Henrik Ibsen, a Norwegian playwright, spent his career picking apart stodgy Victorian values to examine the seedy underbelly, actual relationships, and human behaviors that flourished as real-life counter-points to the hyper-moral, Christian, patriarchy-based social facade. He writes about feminism, the degradation of women, the differences between religion and morality, the benefits and drawbacks of a nationally mandated version of Christianity; he writes about sex and STDs, incest, marriage and adultery, and almost all of his works have suicide and/or madness in them. Most plays written during Ibsen’s lifetime (he published from 1849-1899) followed a fairly standard story arc involving a (male) hero-protagonist faced with insurmountable odds and a tidy, happy ending with a moral lesson and true love’s kiss. Ibsen challenged this format and introduced complex characters fighting with a lot of sticky moral questions that fall squarely into a large gray area where nothing is so easy as black or white. He delves into the realities that lurk behind the Victorian veneer, and while many of his plays are over 150 years old, there is so much of his content that feels completely fresh and current to modern sensibilities. Basically, Ibsen is a Norwegian-speaking Shakespeare. Dah, he’s such a fantastic writer with a tremendous grasp of human nature!
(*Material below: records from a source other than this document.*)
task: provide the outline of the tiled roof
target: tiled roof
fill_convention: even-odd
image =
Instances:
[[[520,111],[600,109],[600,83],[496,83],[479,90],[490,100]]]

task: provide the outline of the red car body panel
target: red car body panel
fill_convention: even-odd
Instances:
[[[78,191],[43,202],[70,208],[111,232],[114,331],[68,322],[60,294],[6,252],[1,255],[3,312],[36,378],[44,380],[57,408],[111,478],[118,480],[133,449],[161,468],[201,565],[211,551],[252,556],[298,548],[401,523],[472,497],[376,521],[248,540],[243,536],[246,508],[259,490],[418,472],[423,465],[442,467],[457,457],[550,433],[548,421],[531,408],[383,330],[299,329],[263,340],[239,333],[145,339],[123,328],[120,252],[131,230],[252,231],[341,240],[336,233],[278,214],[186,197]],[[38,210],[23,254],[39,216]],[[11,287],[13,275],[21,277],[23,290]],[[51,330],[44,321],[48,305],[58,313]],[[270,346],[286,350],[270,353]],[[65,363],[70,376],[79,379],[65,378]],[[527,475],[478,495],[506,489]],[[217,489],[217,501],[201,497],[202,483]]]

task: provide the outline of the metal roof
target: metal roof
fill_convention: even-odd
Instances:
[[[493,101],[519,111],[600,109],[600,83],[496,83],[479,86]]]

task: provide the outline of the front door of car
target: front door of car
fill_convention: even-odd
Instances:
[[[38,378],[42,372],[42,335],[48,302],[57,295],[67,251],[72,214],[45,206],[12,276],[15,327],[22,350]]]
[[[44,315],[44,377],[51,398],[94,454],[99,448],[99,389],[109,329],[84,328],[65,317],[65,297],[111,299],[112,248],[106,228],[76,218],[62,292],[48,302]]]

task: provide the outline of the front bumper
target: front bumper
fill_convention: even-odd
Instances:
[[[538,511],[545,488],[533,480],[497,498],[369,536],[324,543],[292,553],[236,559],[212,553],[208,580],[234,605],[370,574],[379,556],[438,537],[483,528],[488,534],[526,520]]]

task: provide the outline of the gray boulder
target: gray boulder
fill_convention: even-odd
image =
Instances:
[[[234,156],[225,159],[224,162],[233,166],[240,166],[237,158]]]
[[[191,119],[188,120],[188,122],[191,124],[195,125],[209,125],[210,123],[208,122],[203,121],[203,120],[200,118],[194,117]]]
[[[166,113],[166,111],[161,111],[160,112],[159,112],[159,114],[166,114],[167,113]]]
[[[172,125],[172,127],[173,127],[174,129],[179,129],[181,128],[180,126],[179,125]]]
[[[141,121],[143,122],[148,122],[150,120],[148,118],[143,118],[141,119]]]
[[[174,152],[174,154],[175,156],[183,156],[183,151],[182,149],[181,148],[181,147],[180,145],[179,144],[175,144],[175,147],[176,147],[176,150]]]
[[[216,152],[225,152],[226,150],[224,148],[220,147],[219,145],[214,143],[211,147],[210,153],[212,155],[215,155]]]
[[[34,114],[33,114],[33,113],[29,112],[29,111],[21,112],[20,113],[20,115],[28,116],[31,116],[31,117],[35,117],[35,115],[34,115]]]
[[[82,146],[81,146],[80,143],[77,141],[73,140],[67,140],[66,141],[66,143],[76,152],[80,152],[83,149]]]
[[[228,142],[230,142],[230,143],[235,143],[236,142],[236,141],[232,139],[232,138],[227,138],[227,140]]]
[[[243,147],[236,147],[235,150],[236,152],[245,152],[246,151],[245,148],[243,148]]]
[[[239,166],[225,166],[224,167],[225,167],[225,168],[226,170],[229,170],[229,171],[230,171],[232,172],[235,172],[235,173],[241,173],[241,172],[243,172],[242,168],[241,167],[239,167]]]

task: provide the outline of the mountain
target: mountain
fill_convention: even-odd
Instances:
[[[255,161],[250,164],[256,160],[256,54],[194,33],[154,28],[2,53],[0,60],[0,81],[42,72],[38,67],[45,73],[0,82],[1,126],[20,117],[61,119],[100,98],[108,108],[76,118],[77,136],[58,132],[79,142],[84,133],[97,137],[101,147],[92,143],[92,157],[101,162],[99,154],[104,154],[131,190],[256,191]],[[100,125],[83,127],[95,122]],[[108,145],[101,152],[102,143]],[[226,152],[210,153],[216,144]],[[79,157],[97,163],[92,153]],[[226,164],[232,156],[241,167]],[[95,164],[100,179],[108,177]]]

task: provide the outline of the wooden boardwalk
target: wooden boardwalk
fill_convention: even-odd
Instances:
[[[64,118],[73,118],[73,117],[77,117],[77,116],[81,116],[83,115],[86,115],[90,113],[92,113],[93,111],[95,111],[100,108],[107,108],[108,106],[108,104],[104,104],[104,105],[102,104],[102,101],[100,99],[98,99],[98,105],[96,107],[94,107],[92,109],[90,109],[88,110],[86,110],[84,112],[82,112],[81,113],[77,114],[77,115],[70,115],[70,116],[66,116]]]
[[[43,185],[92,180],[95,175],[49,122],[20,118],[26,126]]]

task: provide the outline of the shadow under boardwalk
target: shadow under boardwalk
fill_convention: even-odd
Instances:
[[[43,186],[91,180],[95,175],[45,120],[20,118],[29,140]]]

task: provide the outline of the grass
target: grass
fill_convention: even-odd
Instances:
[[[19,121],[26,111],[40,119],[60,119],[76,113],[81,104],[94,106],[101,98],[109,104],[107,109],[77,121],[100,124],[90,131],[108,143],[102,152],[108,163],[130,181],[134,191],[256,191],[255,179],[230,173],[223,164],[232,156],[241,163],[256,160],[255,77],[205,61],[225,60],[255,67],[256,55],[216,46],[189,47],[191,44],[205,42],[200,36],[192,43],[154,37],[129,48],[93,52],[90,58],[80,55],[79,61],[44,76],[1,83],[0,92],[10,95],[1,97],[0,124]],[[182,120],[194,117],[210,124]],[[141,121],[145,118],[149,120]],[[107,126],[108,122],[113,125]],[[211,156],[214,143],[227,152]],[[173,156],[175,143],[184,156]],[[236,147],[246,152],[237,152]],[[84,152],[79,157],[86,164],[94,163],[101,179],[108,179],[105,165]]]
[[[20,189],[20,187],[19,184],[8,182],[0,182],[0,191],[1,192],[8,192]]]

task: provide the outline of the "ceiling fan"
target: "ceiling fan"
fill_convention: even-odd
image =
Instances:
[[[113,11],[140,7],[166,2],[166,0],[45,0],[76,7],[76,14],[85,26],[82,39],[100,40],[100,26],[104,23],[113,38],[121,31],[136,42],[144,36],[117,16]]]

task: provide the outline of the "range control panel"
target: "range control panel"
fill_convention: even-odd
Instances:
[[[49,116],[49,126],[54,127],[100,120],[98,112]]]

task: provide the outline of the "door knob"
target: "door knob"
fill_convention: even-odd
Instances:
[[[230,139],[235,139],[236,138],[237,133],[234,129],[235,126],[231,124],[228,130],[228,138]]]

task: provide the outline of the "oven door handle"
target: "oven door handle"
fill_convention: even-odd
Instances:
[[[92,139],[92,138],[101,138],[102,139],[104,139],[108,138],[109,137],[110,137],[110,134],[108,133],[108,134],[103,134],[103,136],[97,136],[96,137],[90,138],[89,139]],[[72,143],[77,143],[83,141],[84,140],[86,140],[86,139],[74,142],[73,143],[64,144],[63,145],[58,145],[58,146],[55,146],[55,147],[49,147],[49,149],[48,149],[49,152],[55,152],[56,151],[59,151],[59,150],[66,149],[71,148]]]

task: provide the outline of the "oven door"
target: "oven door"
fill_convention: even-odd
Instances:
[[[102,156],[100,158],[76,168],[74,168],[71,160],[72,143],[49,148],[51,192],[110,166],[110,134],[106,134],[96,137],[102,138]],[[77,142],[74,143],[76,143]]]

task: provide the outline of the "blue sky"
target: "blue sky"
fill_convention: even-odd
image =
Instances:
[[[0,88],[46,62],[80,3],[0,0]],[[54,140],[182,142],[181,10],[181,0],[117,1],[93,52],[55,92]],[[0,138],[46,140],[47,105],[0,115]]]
I know reading plays can be an acquired taste, it is not the same as reading a novel (something almost every review of J.K. Rowling’s A Cursed Child mentions). In reading a play you, the reader, have to imagine far more than you would in a book as you only have dialogue to work with (and a few minimal stage directions or visual descriptions). Reading a play and being fully immersed in the world of the playwright, understanding the emotions behind dialogue without much (if any) omniscient narration is a learned skill. If you’ve ever watched a (well designed/performed) play you probably completely understood the story and characters and their motivations, right? Playwrights intend their work to be heard, not read, and it makes a huge difference in understanding for most people. If you can find an audio version to listen to while you read, that may help (I listened to a few through Librivox, but the actors are kind of a crap shoot). If you haven’t read an Ibsen play before–or any play before–I’d recommend starting with one of these first two: A Doll’s House, or Hedda Gabler.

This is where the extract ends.